L’ESCRIME, UN SPORT PEU CONNU AU BENIN
La Fédération Béninoise d’Escrime (FBE), est l’une des plus jeunes associations nées au Benin. Pour le commun des béninois ce sport de combat reste encore une découverte , nonobstant la volonté de son président.
Loin d'être un sport prisé, l'escrime au Bénin reste encore une discipline à vulgariser. La Fédération Béninoise d'Escrime est l'une des plus jeunes associations du pays. Mais ne dit-on pas qu'aux âmes bien nées la valeur n'attend point le nombre des années? Si tel est le cas, la faible communication constatée autour de cette discipline témoigne encore des efforts à déployer pour stimuler l'adhésion des jeunes pour son décollage. A travers une petite enquête réalisée par notre équipe de reportage le vendredi dernier, bon nombre de béninois ne savent pas grande chose de ce jeu.

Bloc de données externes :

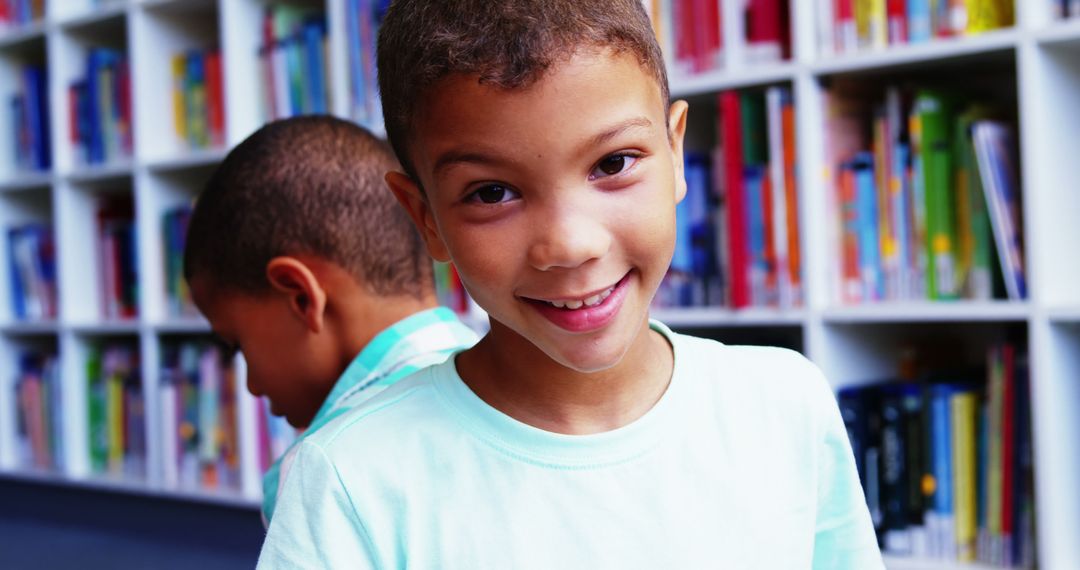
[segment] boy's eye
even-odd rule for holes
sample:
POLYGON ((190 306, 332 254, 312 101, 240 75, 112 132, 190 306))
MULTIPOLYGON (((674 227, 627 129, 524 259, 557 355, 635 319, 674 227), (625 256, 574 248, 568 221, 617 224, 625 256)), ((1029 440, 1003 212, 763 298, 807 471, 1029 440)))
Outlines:
POLYGON ((477 189, 466 198, 469 202, 483 202, 484 204, 499 204, 509 202, 518 197, 518 193, 500 184, 488 184, 477 189))
POLYGON ((629 154, 613 154, 604 160, 601 160, 596 168, 589 173, 590 180, 596 180, 597 178, 604 178, 606 176, 614 176, 620 172, 630 168, 638 161, 638 157, 631 156, 629 154))

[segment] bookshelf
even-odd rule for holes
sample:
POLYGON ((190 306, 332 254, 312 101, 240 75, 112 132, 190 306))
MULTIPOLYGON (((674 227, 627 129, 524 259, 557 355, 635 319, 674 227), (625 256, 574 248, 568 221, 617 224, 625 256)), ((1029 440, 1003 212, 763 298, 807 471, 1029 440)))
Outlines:
MULTIPOLYGON (((802 350, 839 390, 895 374, 908 343, 938 344, 965 360, 979 361, 992 339, 1019 339, 1031 359, 1036 456, 1039 565, 1080 567, 1080 19, 1057 21, 1049 0, 1016 1, 1017 25, 970 37, 934 40, 858 53, 819 49, 815 2, 791 1, 791 57, 774 62, 746 59, 748 46, 729 42, 725 65, 697 74, 672 72, 672 93, 691 102, 691 147, 717 139, 717 93, 781 85, 796 108, 799 243, 805 302, 790 309, 671 308, 655 316, 671 325, 725 342, 771 342, 802 350), (1029 294, 1024 301, 905 302, 843 305, 836 301, 830 266, 830 189, 826 164, 824 99, 837 80, 868 84, 893 79, 941 81, 961 77, 989 83, 990 91, 1016 110, 1021 150, 1024 241, 1029 294)), ((170 313, 165 294, 162 216, 189 202, 224 157, 263 120, 257 103, 263 80, 257 53, 269 5, 325 11, 327 90, 336 115, 355 117, 347 41, 346 3, 341 0, 52 0, 44 21, 0 29, 0 99, 19 66, 44 65, 49 79, 52 168, 15 168, 9 114, 0 112, 0 228, 29 222, 53 228, 59 280, 59 317, 16 319, 10 298, 9 254, 0 249, 0 475, 108 488, 196 501, 259 503, 258 403, 246 395, 243 362, 237 363, 239 485, 231 490, 166 485, 159 409, 164 346, 209 332, 193 316, 170 313), (131 73, 133 154, 86 165, 71 142, 68 86, 85 73, 95 47, 124 51, 131 73), (170 58, 177 52, 217 47, 224 85, 225 145, 190 148, 173 128, 170 58), (100 266, 94 250, 100 199, 122 196, 133 205, 137 236, 137 315, 102 315, 100 266), (103 477, 91 469, 87 445, 85 360, 107 342, 139 355, 145 399, 146 469, 134 478, 103 477), (25 350, 59 355, 64 409, 63 469, 42 473, 17 461, 14 376, 25 350)), ((725 38, 744 37, 736 3, 721 2, 725 38)), ((376 125, 377 128, 377 125, 376 125)), ((890 569, 981 569, 937 561, 890 557, 890 569)))

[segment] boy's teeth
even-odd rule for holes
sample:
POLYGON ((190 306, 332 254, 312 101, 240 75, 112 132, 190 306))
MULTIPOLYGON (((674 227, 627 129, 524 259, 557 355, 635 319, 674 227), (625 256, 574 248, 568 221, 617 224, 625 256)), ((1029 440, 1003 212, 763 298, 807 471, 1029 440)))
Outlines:
POLYGON ((582 307, 595 307, 596 305, 603 303, 604 299, 610 297, 613 292, 615 292, 615 288, 611 287, 606 291, 593 295, 592 297, 589 297, 583 301, 548 301, 548 303, 551 304, 552 307, 558 309, 575 310, 582 307))

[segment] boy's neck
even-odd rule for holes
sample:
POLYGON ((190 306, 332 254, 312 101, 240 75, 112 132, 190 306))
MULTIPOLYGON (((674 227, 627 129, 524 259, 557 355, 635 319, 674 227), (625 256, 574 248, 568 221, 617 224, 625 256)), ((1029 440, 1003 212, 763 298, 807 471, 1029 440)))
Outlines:
POLYGON ((456 365, 469 388, 504 414, 546 431, 585 435, 618 429, 652 409, 671 381, 674 356, 645 322, 618 364, 578 372, 492 321, 491 332, 456 365))
POLYGON ((346 295, 338 304, 334 326, 339 331, 342 370, 380 333, 417 313, 434 309, 434 295, 377 297, 370 293, 346 295))

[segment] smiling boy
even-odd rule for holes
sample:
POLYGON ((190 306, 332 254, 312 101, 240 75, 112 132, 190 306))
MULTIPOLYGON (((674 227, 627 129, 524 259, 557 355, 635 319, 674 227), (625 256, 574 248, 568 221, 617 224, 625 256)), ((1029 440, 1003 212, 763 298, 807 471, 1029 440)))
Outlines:
POLYGON ((882 567, 820 372, 649 320, 687 105, 637 0, 397 0, 379 74, 491 330, 305 441, 261 568, 882 567))

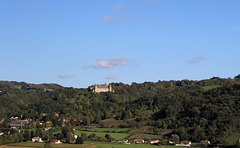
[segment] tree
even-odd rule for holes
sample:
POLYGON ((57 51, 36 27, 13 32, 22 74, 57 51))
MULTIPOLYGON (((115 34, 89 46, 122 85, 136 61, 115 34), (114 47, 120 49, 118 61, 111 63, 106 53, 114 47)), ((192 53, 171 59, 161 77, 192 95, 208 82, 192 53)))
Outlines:
POLYGON ((89 117, 88 117, 88 116, 84 116, 82 122, 83 122, 84 125, 90 125, 90 119, 89 119, 89 117))
POLYGON ((179 143, 180 137, 177 134, 172 134, 170 138, 174 143, 179 143))
POLYGON ((83 138, 78 136, 75 144, 83 144, 83 142, 83 138))
POLYGON ((30 141, 31 140, 31 135, 30 135, 29 130, 24 131, 23 138, 24 138, 24 141, 30 141))
POLYGON ((112 136, 111 136, 110 134, 106 134, 106 135, 105 135, 105 138, 106 138, 109 142, 112 141, 112 136))

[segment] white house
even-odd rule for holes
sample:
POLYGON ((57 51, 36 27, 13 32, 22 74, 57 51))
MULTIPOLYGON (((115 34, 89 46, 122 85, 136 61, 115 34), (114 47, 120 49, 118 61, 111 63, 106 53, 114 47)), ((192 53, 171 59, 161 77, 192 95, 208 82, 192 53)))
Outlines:
POLYGON ((180 144, 176 144, 176 146, 188 146, 190 147, 192 144, 191 141, 181 141, 180 144))
POLYGON ((42 141, 42 138, 40 137, 33 137, 32 142, 43 142, 43 141, 42 141))
POLYGON ((151 140, 150 143, 151 144, 158 144, 160 141, 159 140, 151 140))

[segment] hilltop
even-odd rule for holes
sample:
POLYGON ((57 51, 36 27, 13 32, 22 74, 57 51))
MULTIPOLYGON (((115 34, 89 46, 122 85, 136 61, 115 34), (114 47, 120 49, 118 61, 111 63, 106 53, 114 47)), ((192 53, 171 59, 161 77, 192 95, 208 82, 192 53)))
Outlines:
MULTIPOLYGON (((52 115, 58 113, 72 126, 146 129, 142 136, 168 139, 177 134, 193 142, 235 143, 229 139, 240 128, 240 75, 111 85, 114 92, 93 93, 57 84, 2 81, 0 119, 17 116, 54 122, 58 119, 52 115), (87 122, 75 122, 83 119, 87 122)), ((141 136, 131 133, 129 138, 141 136)))

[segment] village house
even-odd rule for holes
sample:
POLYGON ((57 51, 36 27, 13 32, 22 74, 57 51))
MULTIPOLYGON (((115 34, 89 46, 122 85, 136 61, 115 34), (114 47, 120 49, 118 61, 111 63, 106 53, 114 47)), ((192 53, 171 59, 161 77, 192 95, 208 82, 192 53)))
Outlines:
POLYGON ((47 123, 47 124, 52 124, 52 121, 47 121, 46 123, 47 123))
POLYGON ((1 119, 1 120, 0 120, 0 124, 2 124, 2 123, 3 123, 3 121, 5 121, 5 119, 1 119))
POLYGON ((62 143, 59 139, 53 139, 53 143, 59 144, 62 143))
POLYGON ((40 137, 33 137, 32 142, 43 142, 43 141, 42 141, 42 138, 40 137))
POLYGON ((16 128, 28 128, 29 121, 27 119, 25 120, 18 120, 18 121, 13 121, 9 123, 9 126, 11 128, 16 127, 16 128))
POLYGON ((188 146, 190 147, 192 144, 191 141, 181 141, 180 144, 176 144, 176 146, 188 146))
POLYGON ((4 134, 4 132, 0 131, 0 136, 2 136, 4 134))
POLYGON ((160 141, 159 140, 150 140, 151 144, 158 144, 160 141))
POLYGON ((174 145, 174 144, 175 144, 175 142, 174 142, 174 141, 171 141, 171 140, 169 140, 168 143, 171 144, 171 145, 174 145))
POLYGON ((96 92, 96 93, 100 93, 100 92, 113 92, 112 86, 111 84, 107 85, 107 83, 105 83, 105 85, 92 85, 88 87, 89 91, 92 92, 96 92))
POLYGON ((200 141, 200 144, 201 144, 201 146, 208 146, 208 145, 210 145, 211 143, 210 143, 210 141, 208 141, 208 140, 202 140, 202 141, 200 141))
POLYGON ((144 139, 134 139, 133 142, 136 144, 144 143, 144 139))
POLYGON ((119 139, 118 143, 128 143, 128 139, 119 139))

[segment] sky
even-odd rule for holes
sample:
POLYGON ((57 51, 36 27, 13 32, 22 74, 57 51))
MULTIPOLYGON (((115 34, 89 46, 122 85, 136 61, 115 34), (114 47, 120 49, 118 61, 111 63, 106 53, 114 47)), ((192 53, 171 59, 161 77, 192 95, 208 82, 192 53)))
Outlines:
POLYGON ((3 81, 233 78, 239 64, 239 0, 0 1, 3 81))

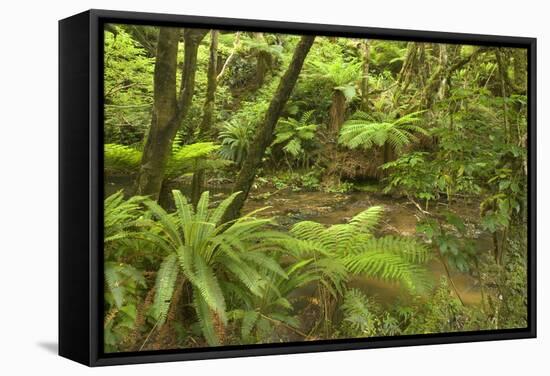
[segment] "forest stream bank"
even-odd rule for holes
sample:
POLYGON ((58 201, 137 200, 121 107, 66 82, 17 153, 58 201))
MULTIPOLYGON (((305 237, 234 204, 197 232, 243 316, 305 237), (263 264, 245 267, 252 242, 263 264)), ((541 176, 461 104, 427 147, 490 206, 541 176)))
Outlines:
MULTIPOLYGON (((110 177, 107 182, 106 194, 112 194, 119 189, 131 190, 132 179, 127 176, 110 177)), ((170 189, 179 189, 184 194, 190 193, 188 184, 173 182, 170 189)), ((230 184, 215 184, 208 188, 212 194, 212 206, 217 206, 231 192, 230 184)), ((417 234, 416 225, 425 213, 422 213, 412 201, 406 198, 395 198, 382 193, 353 191, 346 193, 323 191, 293 191, 291 188, 275 189, 263 186, 253 189, 249 199, 243 208, 243 214, 265 208, 256 216, 261 218, 274 218, 276 222, 286 228, 290 228, 299 221, 315 221, 324 225, 346 223, 353 216, 371 206, 384 208, 384 219, 378 229, 380 235, 414 236, 417 234)), ((472 237, 475 239, 476 251, 490 252, 492 243, 489 233, 474 229, 479 221, 479 204, 461 199, 453 202, 452 208, 466 223, 470 224, 472 237)), ((448 211, 445 202, 433 203, 429 208, 432 216, 438 216, 448 211)), ((434 284, 441 277, 446 277, 444 265, 439 258, 434 258, 428 265, 428 270, 434 284)), ((450 276, 461 300, 466 305, 481 304, 481 291, 476 277, 469 273, 450 270, 450 276)), ((372 296, 385 306, 395 303, 396 299, 403 297, 402 287, 397 283, 382 281, 376 278, 355 277, 351 287, 358 288, 372 296)), ((314 294, 307 288, 302 294, 314 294)))

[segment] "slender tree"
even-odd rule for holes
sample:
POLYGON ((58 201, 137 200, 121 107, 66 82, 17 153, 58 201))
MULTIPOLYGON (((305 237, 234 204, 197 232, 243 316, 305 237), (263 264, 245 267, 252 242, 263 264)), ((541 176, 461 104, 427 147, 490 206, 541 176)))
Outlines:
POLYGON ((300 42, 294 50, 292 60, 288 66, 285 74, 279 82, 279 86, 275 92, 273 99, 269 104, 269 108, 265 114, 262 124, 256 130, 254 140, 250 146, 250 150, 243 162, 241 170, 237 176, 234 192, 242 192, 229 206, 225 213, 224 221, 229 221, 238 217, 245 200, 248 197, 256 170, 258 169, 262 158, 265 153, 265 149, 273 142, 273 131, 275 125, 279 120, 281 112, 292 93, 292 89, 298 80, 304 60, 315 40, 314 36, 306 35, 300 39, 300 42))
POLYGON ((361 110, 366 112, 369 107, 369 41, 367 39, 361 41, 360 47, 363 55, 363 75, 361 76, 361 110))
MULTIPOLYGON (((208 73, 206 84, 206 98, 203 105, 202 121, 199 127, 199 140, 207 139, 212 133, 214 121, 214 108, 216 100, 216 88, 218 86, 218 31, 210 32, 210 55, 208 60, 208 73)), ((204 170, 196 171, 193 174, 191 187, 191 200, 196 204, 204 187, 204 170)))
POLYGON ((184 31, 184 63, 179 96, 176 88, 177 54, 181 29, 160 28, 157 42, 153 116, 143 148, 137 193, 159 198, 170 147, 185 118, 195 90, 197 51, 207 31, 184 31))

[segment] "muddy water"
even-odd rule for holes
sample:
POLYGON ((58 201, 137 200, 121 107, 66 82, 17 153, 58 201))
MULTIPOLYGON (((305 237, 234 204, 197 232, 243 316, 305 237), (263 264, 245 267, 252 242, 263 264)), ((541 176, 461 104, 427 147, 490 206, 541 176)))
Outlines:
MULTIPOLYGON (((220 194, 221 196, 221 194, 220 194)), ((388 196, 365 193, 325 193, 325 192, 292 192, 281 190, 269 193, 266 190, 256 190, 247 200, 244 212, 250 212, 269 206, 260 212, 261 216, 276 217, 282 225, 290 226, 302 220, 312 220, 326 225, 345 223, 366 208, 380 205, 384 208, 381 234, 413 236, 416 233, 416 224, 423 214, 416 206, 404 199, 392 199, 388 196)), ((432 214, 447 210, 446 206, 430 208, 432 214)), ((475 222, 478 206, 475 203, 463 202, 455 204, 453 211, 463 217, 466 222, 475 222)), ((476 240, 479 252, 488 252, 491 239, 488 234, 478 234, 476 240)), ((433 259, 427 265, 435 283, 446 276, 446 271, 439 259, 433 259)), ((467 273, 451 271, 451 278, 465 304, 479 304, 481 292, 477 279, 467 273)), ((392 304, 398 297, 402 297, 402 290, 398 284, 380 281, 374 278, 355 278, 351 286, 359 288, 382 304, 392 304)))

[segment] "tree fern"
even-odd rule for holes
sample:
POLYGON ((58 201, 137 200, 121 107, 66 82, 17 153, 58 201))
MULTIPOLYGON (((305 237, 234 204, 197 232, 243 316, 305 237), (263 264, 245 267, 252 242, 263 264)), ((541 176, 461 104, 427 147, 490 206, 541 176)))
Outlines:
POLYGON ((416 125, 424 111, 417 111, 398 119, 376 121, 364 112, 356 112, 354 117, 344 123, 338 142, 350 149, 368 150, 373 146, 391 145, 398 152, 411 142, 418 141, 416 134, 428 132, 416 125))
POLYGON ((361 79, 361 62, 344 61, 341 55, 337 55, 329 62, 309 61, 307 72, 312 79, 330 82, 334 90, 341 91, 349 101, 355 97, 355 84, 361 79))

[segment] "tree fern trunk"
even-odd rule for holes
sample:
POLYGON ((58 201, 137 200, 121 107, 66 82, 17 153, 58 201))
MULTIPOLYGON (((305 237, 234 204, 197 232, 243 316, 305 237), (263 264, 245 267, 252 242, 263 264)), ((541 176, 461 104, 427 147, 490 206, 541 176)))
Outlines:
POLYGON ((330 105, 329 131, 332 137, 337 138, 340 127, 344 124, 346 113, 346 97, 340 90, 334 90, 332 93, 332 103, 330 105))

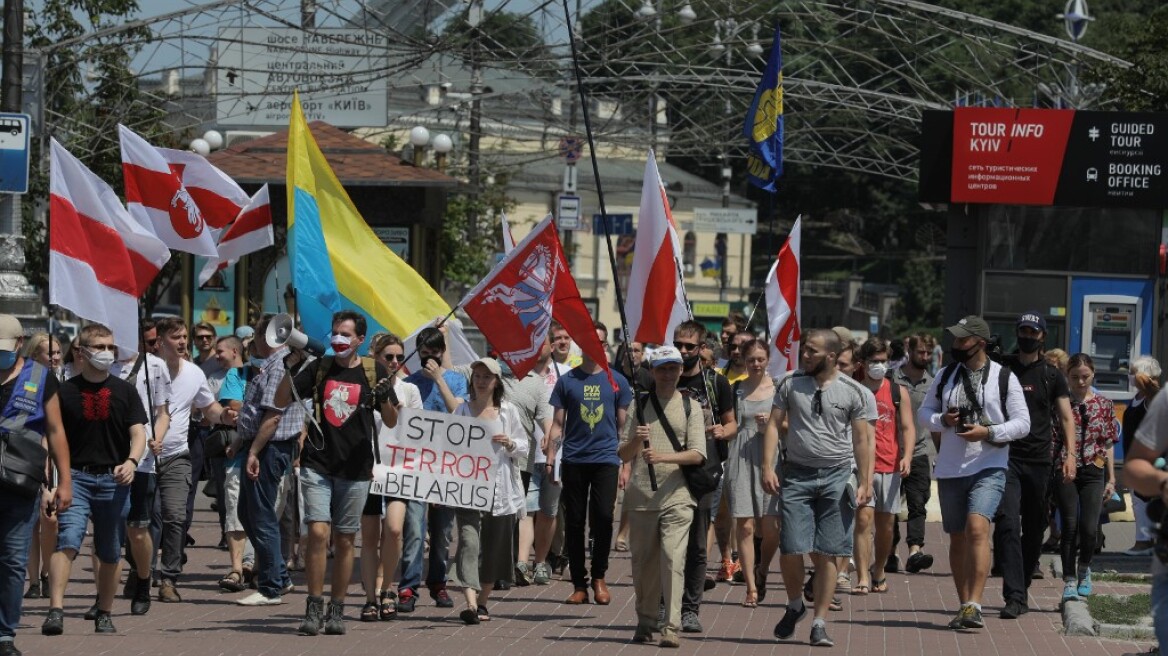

Mais qu'est-ce en réalité l'escrime? Selon le dictionnaire en ligne l'internaute, l'escrime est un sport de combat. Art de toucher un adversaire avec son arme (blanche) sans être touché. Art de manier l'épée, le fleuret ou le sabre. Pour rappel, la pratique des escrimes remonte à l'antiquité et plus précisément en Egypte. Avec les temps modernes, cette pratique va s'améliorer et s'étendre.
Au Bénin les escrimeurs qu'ils soient professionnels ou amateurs, peuvent être comptés au doigt et à l'œil. Ceci se confirme d'ailleurs par la présence d'un seul représentant pour le Bénin aux jeux Olympiques de Rio 2016. Son nom c'est Yèmi APITHY. Ce qui est, avouons le, une première dans cette discipline pour le pays. Mais hélas! Juste après sa participation infructueuse, le jeune sabreur béninois de 27 ans a annoncé ne plus continuer sa carrière internationale. Rappelons que Yèmi APITHY a été double médaillé d'argent au championnat d'Afrique 2014 et 2016. Sa défection laissera sans doute un vide à combler pour une fédération en quête de positionnement.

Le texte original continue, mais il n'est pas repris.